When purchasing poultry for freezing, either buy frozen chickens, turkey and other poultry, or freeze raw poultry as soon as you get home. Check that the frozen poultry does not contain too much frozen water - you are paying for the meat, not the frozen water.
Things to avoid
The following are no-nos when freezing meat:
- Do not freeze meat in very large portions, i.e. half a sheep or pig should not be frozen in one piece (divide steaks and chops with pieces of cling wrap and don't freeze more than 4-6 in a packet; also divide mince and sausage into smaller portions for freezing; legs of lamb or pork can be frozen whole).
- Never freeze meat without a covering – this not only causes so-called 'freezer-burn', which discolours the meat badly, but also detracts from the flavour.
- Never freeze meat while it is warm – it must be completely cold before it is packed.
- Never re-freeze meat or poultry, which has been frozen and completely thawed – this can lead to food poisoning. Rather cook the thawed meat or poultry and then freeze it again.
- Do not re-freeze cooked meat that has been frozen and thawed completely. Cook the meat again thoroughly and then re-freeze (this is probably not a good idea as the meat will be highly overcooked by this process, but it can be used in emergencies).

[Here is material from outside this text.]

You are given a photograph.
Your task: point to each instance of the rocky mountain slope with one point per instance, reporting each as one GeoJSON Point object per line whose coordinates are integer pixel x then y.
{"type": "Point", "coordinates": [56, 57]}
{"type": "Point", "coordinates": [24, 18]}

When thawing meat, you can either leave the frozen meat in the fridge overnight, which should thaw it by morning, or leave it outside for the necessary period (but as this can be a problem during the hot summer months, the first method is preferred).
However, Theron points out that there is no reason why you cannot use frozen meat for cooking without thawing it. She correctly points out that when you thaw meat, it tends to lose a lot of blood, which means you lose a lot of flavour and nutrients.
According to Ms Theron, you can take frozen meat straight out of the freezer and cook it, e.g. roast legs of lamb or pork. Just allow an additional half hour for cooking time.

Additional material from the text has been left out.